Maturity Mismatch and Financial Fragility

  • Banks are structurally unsuited to finance long-term infrastructure projects.
  • They fund themselves primarily through short-term deposits and therefore depend heavily on liquidity and depositor confidence.
  • Yet they are expected to finance projects such as highways, power plants, ports, and telecom networks that require 15 to 20 years to generate returns.
  • This creates a severe maturity mismatch: short-term liabilities funding long-term assets.
  • When projects fail or are delayed, losses appear suddenly on bank balance sheets. In market-based systems, such losses are distributed gradually across investors.
  • In India, however, they accumulate within banks, making the financial system more fragile and vulnerable to shocks.

Fiscal Costs and Credit Misallocation

  • The consequences of this imbalance extend beyond banking stability.
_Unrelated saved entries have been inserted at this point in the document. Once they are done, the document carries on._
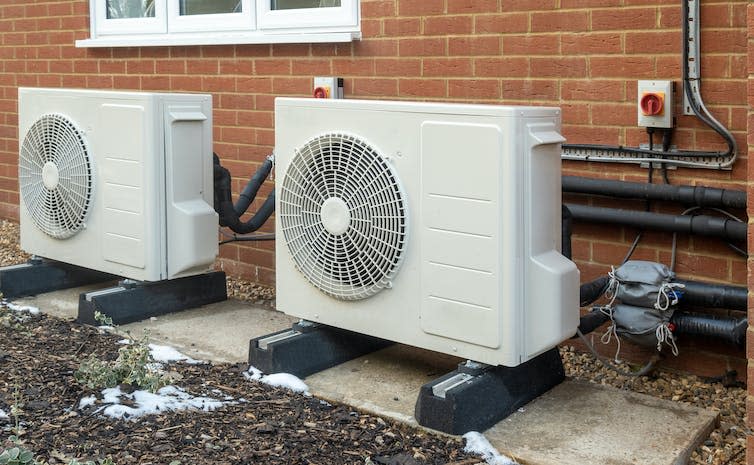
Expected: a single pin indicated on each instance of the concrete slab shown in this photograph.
(584, 423)
(575, 423)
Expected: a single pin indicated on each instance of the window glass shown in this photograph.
(119, 9)
(296, 4)
(207, 7)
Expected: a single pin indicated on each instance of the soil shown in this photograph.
(272, 426)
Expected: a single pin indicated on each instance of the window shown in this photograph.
(207, 22)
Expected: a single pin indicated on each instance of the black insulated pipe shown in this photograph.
(249, 192)
(702, 225)
(226, 210)
(713, 295)
(565, 231)
(727, 329)
(699, 196)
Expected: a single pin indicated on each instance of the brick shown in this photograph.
(652, 42)
(474, 89)
(559, 67)
(422, 8)
(375, 87)
(403, 67)
(635, 66)
(422, 88)
(611, 19)
(503, 23)
(474, 45)
(448, 25)
(528, 5)
(422, 47)
(501, 67)
(529, 90)
(435, 67)
(591, 43)
(593, 90)
(560, 21)
(528, 45)
(395, 27)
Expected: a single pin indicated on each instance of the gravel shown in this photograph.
(726, 445)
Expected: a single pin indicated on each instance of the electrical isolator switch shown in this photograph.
(655, 104)
(327, 87)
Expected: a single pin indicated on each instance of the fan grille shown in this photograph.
(55, 176)
(343, 215)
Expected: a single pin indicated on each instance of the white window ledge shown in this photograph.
(162, 40)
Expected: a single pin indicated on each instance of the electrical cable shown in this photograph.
(700, 111)
(610, 365)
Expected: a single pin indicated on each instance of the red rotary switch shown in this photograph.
(652, 103)
(320, 92)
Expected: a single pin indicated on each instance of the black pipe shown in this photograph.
(713, 295)
(249, 192)
(593, 290)
(702, 225)
(224, 204)
(688, 195)
(694, 294)
(565, 231)
(728, 329)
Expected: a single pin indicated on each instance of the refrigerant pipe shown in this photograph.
(699, 196)
(703, 225)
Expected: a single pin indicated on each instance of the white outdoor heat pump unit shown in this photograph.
(119, 182)
(433, 225)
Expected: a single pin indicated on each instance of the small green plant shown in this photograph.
(134, 365)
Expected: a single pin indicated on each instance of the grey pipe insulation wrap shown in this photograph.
(700, 196)
(727, 329)
(725, 228)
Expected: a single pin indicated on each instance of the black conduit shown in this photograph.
(727, 329)
(226, 210)
(566, 227)
(249, 192)
(702, 225)
(713, 295)
(688, 195)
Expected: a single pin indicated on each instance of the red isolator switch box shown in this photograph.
(655, 104)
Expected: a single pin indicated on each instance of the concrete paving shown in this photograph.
(575, 423)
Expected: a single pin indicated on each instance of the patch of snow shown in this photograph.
(168, 354)
(167, 399)
(22, 308)
(477, 444)
(284, 380)
(86, 402)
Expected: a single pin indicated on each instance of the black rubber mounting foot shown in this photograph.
(38, 276)
(473, 399)
(308, 348)
(134, 301)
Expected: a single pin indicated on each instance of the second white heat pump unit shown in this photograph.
(433, 225)
(119, 182)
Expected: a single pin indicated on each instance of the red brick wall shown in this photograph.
(582, 55)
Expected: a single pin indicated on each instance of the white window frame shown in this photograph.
(344, 15)
(242, 21)
(256, 24)
(152, 25)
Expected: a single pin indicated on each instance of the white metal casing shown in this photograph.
(482, 276)
(151, 215)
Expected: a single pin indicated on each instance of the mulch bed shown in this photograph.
(273, 426)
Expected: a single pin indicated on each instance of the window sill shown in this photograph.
(179, 39)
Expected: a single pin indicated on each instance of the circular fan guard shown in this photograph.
(343, 215)
(55, 176)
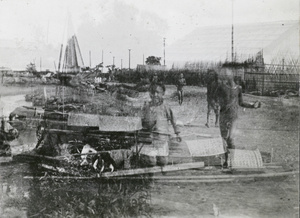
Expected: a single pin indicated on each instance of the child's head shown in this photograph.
(157, 92)
(226, 74)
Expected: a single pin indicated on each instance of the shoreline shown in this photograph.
(15, 90)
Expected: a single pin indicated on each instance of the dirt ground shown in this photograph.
(275, 126)
(272, 128)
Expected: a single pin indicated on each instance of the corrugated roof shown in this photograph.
(214, 43)
(106, 123)
(91, 120)
(119, 124)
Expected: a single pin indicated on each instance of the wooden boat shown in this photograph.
(193, 167)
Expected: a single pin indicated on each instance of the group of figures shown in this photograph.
(224, 96)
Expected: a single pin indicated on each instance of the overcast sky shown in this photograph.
(114, 26)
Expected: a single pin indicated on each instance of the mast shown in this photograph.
(76, 41)
(59, 61)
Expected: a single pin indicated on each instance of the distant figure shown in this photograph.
(230, 98)
(155, 119)
(180, 83)
(212, 102)
(154, 79)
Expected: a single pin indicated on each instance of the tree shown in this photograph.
(152, 60)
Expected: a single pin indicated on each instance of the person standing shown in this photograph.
(155, 120)
(212, 102)
(180, 83)
(230, 97)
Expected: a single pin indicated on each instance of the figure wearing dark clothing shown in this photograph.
(156, 118)
(180, 83)
(212, 101)
(230, 98)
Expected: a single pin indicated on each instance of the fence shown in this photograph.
(266, 83)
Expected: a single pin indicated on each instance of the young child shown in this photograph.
(156, 118)
(180, 83)
(230, 97)
(212, 102)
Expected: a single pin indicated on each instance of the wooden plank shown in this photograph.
(139, 171)
(201, 178)
(167, 168)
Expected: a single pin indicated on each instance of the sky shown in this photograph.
(33, 30)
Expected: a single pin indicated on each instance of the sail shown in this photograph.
(71, 57)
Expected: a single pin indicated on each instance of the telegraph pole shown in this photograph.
(129, 58)
(143, 60)
(232, 51)
(102, 61)
(90, 59)
(164, 51)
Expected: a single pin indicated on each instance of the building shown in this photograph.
(277, 40)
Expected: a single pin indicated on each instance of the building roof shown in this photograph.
(276, 39)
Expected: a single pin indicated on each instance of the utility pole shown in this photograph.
(129, 59)
(164, 51)
(232, 51)
(102, 61)
(90, 59)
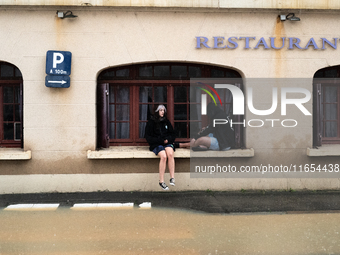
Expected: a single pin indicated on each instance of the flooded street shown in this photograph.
(163, 231)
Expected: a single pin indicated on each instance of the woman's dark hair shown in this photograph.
(156, 114)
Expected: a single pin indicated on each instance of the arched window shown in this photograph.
(127, 96)
(326, 106)
(11, 106)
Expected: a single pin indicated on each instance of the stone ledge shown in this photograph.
(14, 154)
(236, 153)
(143, 152)
(324, 151)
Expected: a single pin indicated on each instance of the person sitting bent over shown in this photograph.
(160, 135)
(221, 137)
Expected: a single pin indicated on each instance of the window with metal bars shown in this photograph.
(326, 106)
(127, 97)
(11, 106)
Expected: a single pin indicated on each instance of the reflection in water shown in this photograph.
(163, 231)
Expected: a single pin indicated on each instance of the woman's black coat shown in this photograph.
(159, 130)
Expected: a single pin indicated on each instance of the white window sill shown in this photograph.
(325, 150)
(122, 152)
(14, 154)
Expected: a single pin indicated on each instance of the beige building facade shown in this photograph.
(60, 151)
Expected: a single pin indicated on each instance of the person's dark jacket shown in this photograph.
(157, 131)
(222, 132)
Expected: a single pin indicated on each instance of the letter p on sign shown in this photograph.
(58, 62)
(58, 58)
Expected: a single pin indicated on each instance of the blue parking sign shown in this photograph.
(58, 62)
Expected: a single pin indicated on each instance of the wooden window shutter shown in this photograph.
(238, 128)
(21, 108)
(317, 136)
(103, 129)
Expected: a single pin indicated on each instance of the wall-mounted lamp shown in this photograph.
(67, 14)
(290, 16)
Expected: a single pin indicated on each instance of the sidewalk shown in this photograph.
(203, 201)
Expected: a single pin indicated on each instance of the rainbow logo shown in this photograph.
(213, 90)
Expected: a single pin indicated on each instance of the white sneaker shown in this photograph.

Since 2017, the government has injected over ₹3.2 lakh crore into public sector banks to recapitalise them.
  • These interventions stabilised the financial system but effectively transferred private corporate losses onto taxpayers, functioning as a hidden fiscal burden.
  • Additionally, large corporate exposures tie up bank capital that could otherwise support smaller enterprises.
  • This helps explain why small and medium-sized firms continue to face credit shortages despite repeated bank recapitalisation.
  • Thus, the problem is not merely insufficient credit but misallocated credit.

Impact on Monetary Policy and Role of Budget 2026 Reforms

  • Impact on Monetary Policy
    • The concentration of risk within banks also weakens monetary policy transmission.
    • When interest rates rise, banks burdened with long-term exposures hesitate to pass on higher costs.
    • When rates fall, impaired balance sheets limit fresh lending. Consequently, borrowing costs in the real economy adjust unevenly to policy changes.
    • In contrast, deep bond markets allow interest rates to reprice smoothly across maturities, improving the effectiveness of central bank policy.
  • Role of Budget 2026 Reforms
    • The Budget 2026 initiatives attempt to correct this structural deficiency.
    • Measures such as improving corporate bond market liquidity, introducing hedging instruments like total-return swaps, providing partial credit guarantees for infrastructure, and expanding market-ready assets through REITs are designed to distribute credit risk beyond banks.
    • By enabling institutional investors, pension funds, and other market participants to participate in long-term financing, these reforms aim to create a functioning corporate debt market.
    • In essence, the reforms seek to transform the financial system from one where banks act as the economy’s primary risk-bearers to one where markets share and price risk more efficiently.

Conclusion

  • India’s financial challenges stem less from banking mismanagement than from systemic design.
  • A shallow corporate bond market has forced banks to shoulder long-term credit risk, creating financial fragility, fiscal burdens, distorted credit allocation, and weak monetary transmission.
  • The financial-sector measures in Budget 2026 therefore represent more than incremental reform; they signal an effort to rebalance the financial architecture.
  • Whether these initiatives succeed will determine whether India evolves into a resilient, market-based financial system or continues relying on banks as the economy’s shock absorbers of last resort.